[Hawkular-dev] Low-impact clients and never dropping any events

Wed Feb 18 07:43:52 EST 2015

> On Feb 18, 2015, at 4:57 AM, Thomas Segismont <tsegismo at redhat.com> wrote:
> 
> Le 17/02/2015 14:59, Randall Hauch a écrit :
>>>> How will the work be split up across the cluster? Are the incoming
>>>>>> messages stored before they’re processed?
>>>>>> 
>>>> 
>>>> An Hawkular metrics server is web server (Wildfly) in front of a Cassandra cluster.
>>>> 
>>>> So you'd distribute the work with a load balancer.
>>>> 
>>>> I'm not sure I understand your second question.
>>>> 
>> My question is simply this: is the raw incoming data persisted before any other computations or analyses are done? The answer dictates whether Hawkular has the potential to lose data in a crash. The only reason I bring this up is that monitoring (like data storage) is one of those use cases where you can’t really afford to drop or lose any data, since for monitoring that lost data might be the critical evidence you need to understand why something bad happened to your monitored system.
>> 
>> Let’s say that a collector sends some data that will ultimately be processed by Hawkular, including updating various windows (e.g., minutely, hourly, daily, etc.), before persisting.
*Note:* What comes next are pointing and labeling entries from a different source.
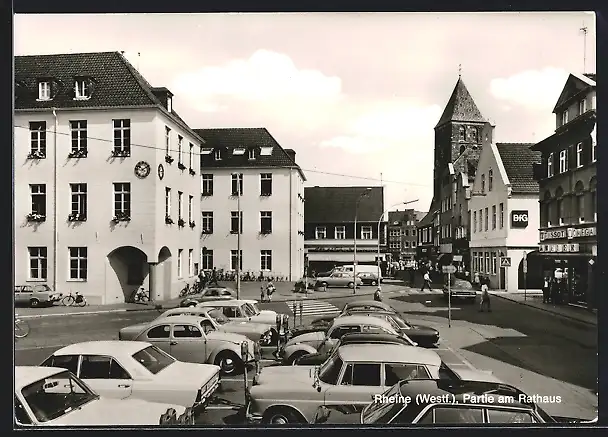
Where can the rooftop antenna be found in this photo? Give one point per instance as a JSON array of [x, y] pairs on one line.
[[585, 30]]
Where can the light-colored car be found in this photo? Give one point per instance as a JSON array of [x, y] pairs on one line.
[[257, 332], [136, 369], [50, 396], [338, 279], [35, 295], [194, 340], [351, 375], [242, 310], [320, 341]]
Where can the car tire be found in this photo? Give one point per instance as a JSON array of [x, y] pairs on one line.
[[281, 416], [229, 363]]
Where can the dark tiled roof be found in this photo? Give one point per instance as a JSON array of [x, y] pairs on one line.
[[229, 139], [518, 160], [337, 204], [461, 106], [115, 82]]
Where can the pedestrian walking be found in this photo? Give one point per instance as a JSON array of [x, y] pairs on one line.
[[426, 281], [485, 297]]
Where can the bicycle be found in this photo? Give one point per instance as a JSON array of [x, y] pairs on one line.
[[22, 327], [74, 300]]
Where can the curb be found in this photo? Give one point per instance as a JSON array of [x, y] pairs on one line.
[[546, 310]]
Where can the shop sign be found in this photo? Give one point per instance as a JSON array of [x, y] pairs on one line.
[[559, 248]]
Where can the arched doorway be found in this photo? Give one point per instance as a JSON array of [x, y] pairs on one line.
[[162, 287], [533, 280], [130, 269]]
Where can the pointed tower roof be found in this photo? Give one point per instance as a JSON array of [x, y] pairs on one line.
[[460, 107]]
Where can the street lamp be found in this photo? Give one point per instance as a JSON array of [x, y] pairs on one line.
[[361, 196], [380, 221]]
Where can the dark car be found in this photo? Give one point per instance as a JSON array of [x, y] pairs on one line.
[[207, 295], [354, 338], [442, 402]]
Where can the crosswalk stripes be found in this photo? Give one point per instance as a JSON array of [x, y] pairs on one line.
[[313, 307]]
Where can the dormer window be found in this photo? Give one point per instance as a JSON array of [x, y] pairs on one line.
[[44, 90]]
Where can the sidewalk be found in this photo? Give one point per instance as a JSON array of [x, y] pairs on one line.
[[534, 298]]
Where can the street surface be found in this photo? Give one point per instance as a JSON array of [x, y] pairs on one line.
[[538, 352]]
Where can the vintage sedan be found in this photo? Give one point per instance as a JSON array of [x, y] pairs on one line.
[[352, 375], [208, 294], [312, 342], [138, 370], [50, 396], [242, 311], [257, 332], [194, 340]]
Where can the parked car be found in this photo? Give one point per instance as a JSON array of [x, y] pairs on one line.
[[257, 332], [311, 342], [136, 369], [338, 279], [194, 340], [242, 311], [35, 295], [208, 294], [461, 290], [353, 373], [442, 402], [50, 396]]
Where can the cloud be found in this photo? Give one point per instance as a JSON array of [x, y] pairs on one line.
[[535, 89], [387, 126]]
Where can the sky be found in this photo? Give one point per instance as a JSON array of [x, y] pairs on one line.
[[356, 95]]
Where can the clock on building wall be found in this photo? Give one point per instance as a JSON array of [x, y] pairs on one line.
[[142, 169]]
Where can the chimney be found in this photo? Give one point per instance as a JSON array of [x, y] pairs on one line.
[[291, 153]]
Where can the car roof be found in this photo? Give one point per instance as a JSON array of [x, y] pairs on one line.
[[105, 347], [388, 353], [26, 375]]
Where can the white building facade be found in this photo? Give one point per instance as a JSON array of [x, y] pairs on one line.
[[246, 172], [504, 215], [91, 173]]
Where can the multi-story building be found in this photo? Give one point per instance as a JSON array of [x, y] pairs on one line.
[[402, 238], [105, 181], [460, 135], [329, 226], [248, 178], [567, 179], [505, 217]]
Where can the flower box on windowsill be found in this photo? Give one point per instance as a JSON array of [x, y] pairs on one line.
[[38, 218], [121, 153], [36, 155], [75, 217], [82, 153]]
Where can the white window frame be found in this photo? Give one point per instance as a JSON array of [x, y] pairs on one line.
[[266, 260], [38, 262], [563, 161], [80, 255], [44, 90]]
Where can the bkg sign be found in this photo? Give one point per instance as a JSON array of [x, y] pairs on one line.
[[519, 219]]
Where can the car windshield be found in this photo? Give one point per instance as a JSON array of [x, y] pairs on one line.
[[56, 395], [381, 411], [153, 359], [218, 316]]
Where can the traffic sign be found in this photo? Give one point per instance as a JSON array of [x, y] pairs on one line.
[[449, 269]]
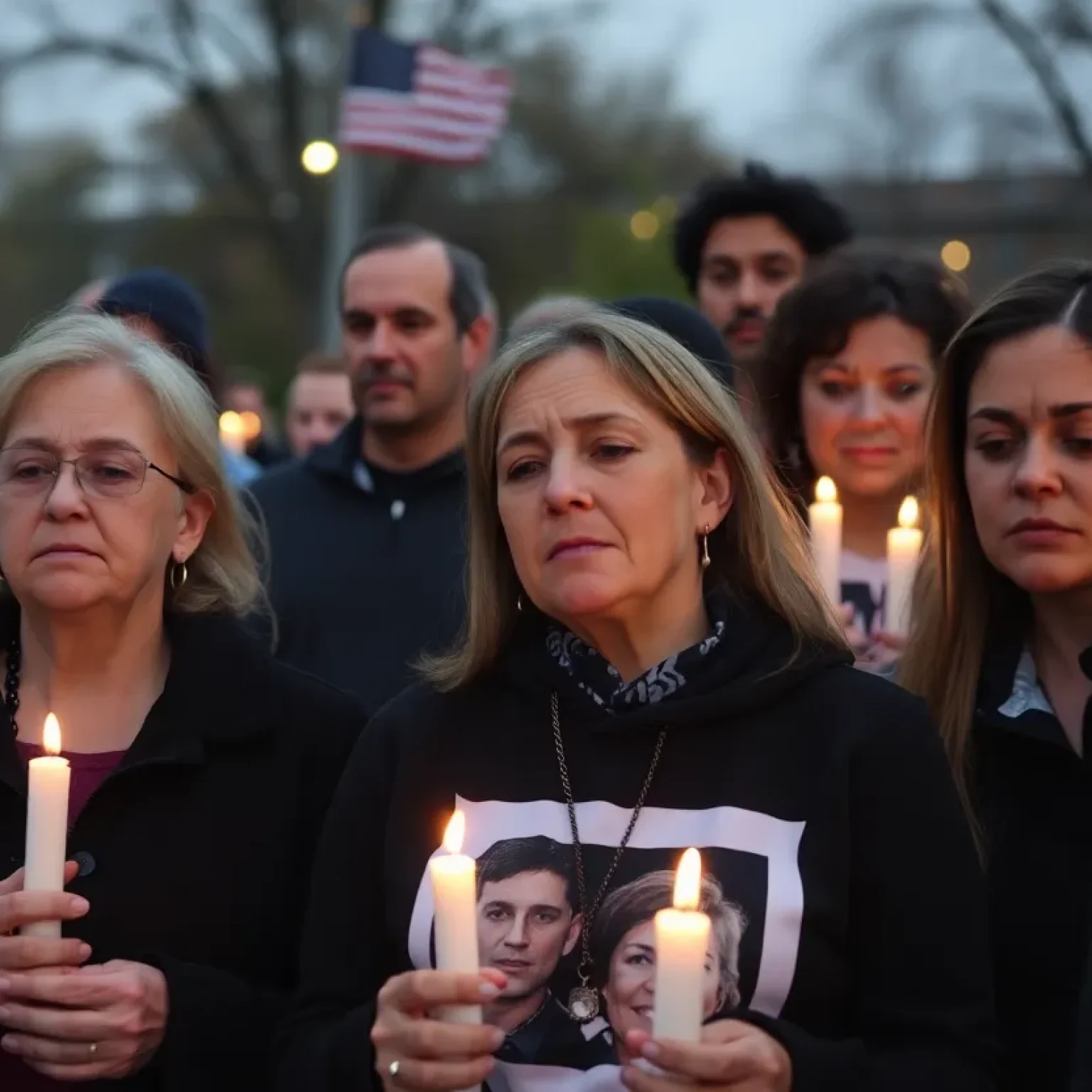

If Hawkular crashes before that data is completely processed, then that data will be lost forever. If Hawkular performs some of the work (e.g., just updating the minutely window) before crashing, then the data appears in only some of the generated/derived information. BTW, in this traditional approach, using a transaction will simply ensure that all of your derived/generated data is consistent; it doesn’t ensure that your data is processed.
>> 
>> If, however, Hawkular were to persist the collected data*before*  processing anything, then as long as the incoming data were persisted then if Hawkular crashed and was restarted it might be able to just continue where it left off, without losing any data or computations. There are lots of ways of ensuring this, but it’s not likely they will all perform well.
>> 
>> The stream-oriented architectures make it possible to not lose any data, because every computation or bit of processing is done in services/jobs that read from and write to (usually persistent) streams. The architecture can ensure at-least-once (and sometimes an exactly-once) semantics for every bit of data passing thru each stream. Of course, this is done without transactions and often with partitioned streams to allow things to scale quite well and handle very large volumes of data.
>> 
>> 
> 
> Yes, Hawkular metrics persists data first. Computations happen later.

I think that Spark's streaming API, particularly the window operations, could be an effective way to do computations in real time as data as ingested. The problem though with introducing something like Spark or Storm is that it increases the operational complexity of hawkular itself which I think we want to avoid if possible.